Amp for lightspeed attenuator? = $1000 used

I recently bought a lightspeed attenuator from the classifieds. It's very clear. However, my current amp has an input impedance of about 10K and the lightspeed recs seem much higher than that. I'm curious how much difference there is if I do what I'm supposed to.

Does anyone have recs for 2-channel (or monoblock) amps that are known to play nice with this passive? Ideally $1000 or less used.

Have you read the (really long) thread on the Lightspeed? Plenty of amps are recommended in there. The sense I get is that it will work with many, many amps, but George recommends an input impedance of no less than 48kohms and input sensitivity no more than 2v, although several people have reported great results even when straying from these guidelines. It's more common for tube amps to have that high of an input impedance, so that's what seems most often recommended.

Here's a Jolida that fits the bill. Of course, your other components, etc. enter into it.
Hi Dddrrree, your Lightspeed will work into the 10k input impedance of your present amp with no stress to any components.
However it now becomes the source cdp/dac which has to be able to drive the combined impedance of the 10kohm of your amp and the input of the Lightspeed, which equates to around 5kohm combined.

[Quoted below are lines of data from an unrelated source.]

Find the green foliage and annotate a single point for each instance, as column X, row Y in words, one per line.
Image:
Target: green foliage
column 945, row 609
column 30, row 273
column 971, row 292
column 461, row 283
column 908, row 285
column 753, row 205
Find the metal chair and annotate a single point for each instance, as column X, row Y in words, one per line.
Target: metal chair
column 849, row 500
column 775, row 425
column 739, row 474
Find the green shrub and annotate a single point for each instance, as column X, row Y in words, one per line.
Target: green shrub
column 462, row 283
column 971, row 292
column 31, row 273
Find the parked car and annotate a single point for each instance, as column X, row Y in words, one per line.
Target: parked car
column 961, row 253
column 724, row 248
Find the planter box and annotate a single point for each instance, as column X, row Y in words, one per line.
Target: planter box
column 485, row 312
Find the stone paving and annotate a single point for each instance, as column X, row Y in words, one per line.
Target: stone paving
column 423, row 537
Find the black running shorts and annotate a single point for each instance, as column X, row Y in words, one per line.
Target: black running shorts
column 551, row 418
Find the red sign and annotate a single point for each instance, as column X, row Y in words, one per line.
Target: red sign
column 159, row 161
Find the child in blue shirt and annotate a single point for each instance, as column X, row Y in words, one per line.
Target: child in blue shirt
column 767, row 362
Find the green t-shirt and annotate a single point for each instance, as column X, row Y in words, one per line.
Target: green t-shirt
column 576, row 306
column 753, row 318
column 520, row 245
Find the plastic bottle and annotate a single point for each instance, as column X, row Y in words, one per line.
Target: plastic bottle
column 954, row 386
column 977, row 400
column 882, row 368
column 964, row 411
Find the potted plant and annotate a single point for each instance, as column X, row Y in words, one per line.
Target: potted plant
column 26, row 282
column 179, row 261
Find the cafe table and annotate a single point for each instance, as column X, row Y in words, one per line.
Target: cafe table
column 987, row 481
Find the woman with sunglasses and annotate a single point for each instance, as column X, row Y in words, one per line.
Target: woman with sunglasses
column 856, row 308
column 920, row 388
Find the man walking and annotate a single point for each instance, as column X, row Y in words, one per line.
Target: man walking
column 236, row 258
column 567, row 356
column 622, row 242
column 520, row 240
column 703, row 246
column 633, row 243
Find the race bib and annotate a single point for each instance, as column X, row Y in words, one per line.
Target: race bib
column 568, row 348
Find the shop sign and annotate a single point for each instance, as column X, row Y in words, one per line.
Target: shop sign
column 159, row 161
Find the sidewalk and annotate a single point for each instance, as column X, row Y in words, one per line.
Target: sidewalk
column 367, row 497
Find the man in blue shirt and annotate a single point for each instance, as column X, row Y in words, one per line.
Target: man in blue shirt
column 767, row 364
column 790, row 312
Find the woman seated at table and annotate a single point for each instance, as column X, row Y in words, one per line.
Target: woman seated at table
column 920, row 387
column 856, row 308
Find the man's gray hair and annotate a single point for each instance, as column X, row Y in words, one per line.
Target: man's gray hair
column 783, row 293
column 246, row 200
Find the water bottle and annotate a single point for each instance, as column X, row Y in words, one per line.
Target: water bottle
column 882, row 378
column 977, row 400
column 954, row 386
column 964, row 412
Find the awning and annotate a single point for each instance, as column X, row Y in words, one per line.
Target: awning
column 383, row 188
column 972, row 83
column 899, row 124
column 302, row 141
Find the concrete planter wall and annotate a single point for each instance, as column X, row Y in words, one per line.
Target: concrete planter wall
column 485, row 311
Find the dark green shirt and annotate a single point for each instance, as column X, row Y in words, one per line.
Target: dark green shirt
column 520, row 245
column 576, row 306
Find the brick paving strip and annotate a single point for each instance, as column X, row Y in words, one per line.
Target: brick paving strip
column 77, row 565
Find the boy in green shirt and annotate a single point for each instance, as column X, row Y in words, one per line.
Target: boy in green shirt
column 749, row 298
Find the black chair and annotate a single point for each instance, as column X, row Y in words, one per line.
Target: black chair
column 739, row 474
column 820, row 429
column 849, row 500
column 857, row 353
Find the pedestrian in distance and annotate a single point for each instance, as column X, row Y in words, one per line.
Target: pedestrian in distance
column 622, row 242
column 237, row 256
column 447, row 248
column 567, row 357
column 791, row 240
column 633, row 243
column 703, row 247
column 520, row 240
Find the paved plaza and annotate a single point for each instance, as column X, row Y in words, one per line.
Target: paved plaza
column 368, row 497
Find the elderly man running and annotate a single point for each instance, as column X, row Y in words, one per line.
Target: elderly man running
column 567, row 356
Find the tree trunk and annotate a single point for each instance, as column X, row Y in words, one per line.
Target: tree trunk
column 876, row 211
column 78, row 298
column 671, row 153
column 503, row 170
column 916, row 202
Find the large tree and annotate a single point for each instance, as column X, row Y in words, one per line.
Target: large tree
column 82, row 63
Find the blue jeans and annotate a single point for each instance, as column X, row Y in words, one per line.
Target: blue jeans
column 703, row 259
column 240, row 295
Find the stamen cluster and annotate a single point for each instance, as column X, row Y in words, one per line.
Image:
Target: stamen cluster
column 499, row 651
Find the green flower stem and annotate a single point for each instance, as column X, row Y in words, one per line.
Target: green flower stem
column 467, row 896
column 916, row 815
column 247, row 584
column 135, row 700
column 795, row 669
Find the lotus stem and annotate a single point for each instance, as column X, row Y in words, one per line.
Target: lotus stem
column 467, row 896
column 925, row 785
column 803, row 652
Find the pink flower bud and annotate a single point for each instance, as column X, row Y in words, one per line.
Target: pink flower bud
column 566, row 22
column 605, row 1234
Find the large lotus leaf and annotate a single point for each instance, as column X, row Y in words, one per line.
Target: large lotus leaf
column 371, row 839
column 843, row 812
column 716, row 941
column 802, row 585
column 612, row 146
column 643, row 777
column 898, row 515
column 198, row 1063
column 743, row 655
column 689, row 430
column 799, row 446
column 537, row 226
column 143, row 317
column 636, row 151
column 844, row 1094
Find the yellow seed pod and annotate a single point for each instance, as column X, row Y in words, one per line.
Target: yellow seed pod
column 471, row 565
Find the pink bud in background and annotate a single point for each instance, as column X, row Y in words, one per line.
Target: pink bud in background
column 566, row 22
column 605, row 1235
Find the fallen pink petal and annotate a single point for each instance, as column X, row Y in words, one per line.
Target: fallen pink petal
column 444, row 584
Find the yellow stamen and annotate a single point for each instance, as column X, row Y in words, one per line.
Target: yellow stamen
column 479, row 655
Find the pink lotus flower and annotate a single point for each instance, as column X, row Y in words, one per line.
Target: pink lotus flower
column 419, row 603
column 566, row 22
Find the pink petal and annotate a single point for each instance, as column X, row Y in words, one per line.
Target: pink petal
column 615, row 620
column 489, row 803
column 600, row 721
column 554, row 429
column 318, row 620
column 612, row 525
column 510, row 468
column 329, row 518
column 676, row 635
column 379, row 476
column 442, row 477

This is still fine for the majority of low impedance output sources which have solid state output stages of 100ohms or less.
But it becomes a problem with tube output stage sources cdp's dac's etc, that are usually sometimes over 2kohm output impedances, then you could hear some dynamic compression, still not harmful to any components.
If you want to get the best from your Lightspeed Attenuator, then yes the poweramp input impedance should be over 47kohm which is the industry standard for solid state amps and tube power amps are well over that at 100kohm or more, which are even better.
Cheers George
Thanks for the walk through George. I'm driving the lightspeed using a musical fidelity V-DAC, which is supposed to have an output impedance between 40ohm and 80ohm, which seems to be within the range you mention. (BTW: what is the right email address to use to buy another unit? I sent several emails to the one on your site but never received a response.)

As a complicating feature, I'm using Y connectors to split the lightspeed output signal so I can feed it to a velodyne SMS-1 bass management unit (which I use to drive two subs).

Poprhetor: I should have mentioned that I don't have high efficiency speakers (recommended 100-150W @ 6ohm) so it doesn't seem that the jolida's would work. I'll troll through the huge lightspeed thread for amp recs; the problem is that its information isn't so dense :)
I'm running the Lightspeed into a Dynaco ST-70 rebuilt by Will Vincent. Bought it straight from him through A'gon for just over $1,100. It has an input impedance of 470K ohms and input sensitivity of 1V. How do those numbers sound?
"Dddrrreee As a complicating feature, I'm using Y connectors to split the lightspeed output signal so I can feed it to a velodyne SMS-1 bass management unit (which I use to drive two subs).Dddrrreee"
You can get me on "georgehifi at optusnet dot com dot au"

As with any other system active or passive these "Y connectors and active subs" brings in another added equation to the impedance matching, of system compatibility.
If you use active subs, this makes the load to the Lightspeed and the source even more difficult, then I suggest a buffer after the Lightspeed like the "Burson 100 Buffer" which unfortunately is no longer available new, you may find one second-hand or another equivalent that is a pure buffer with no volume controls or selector switching on it.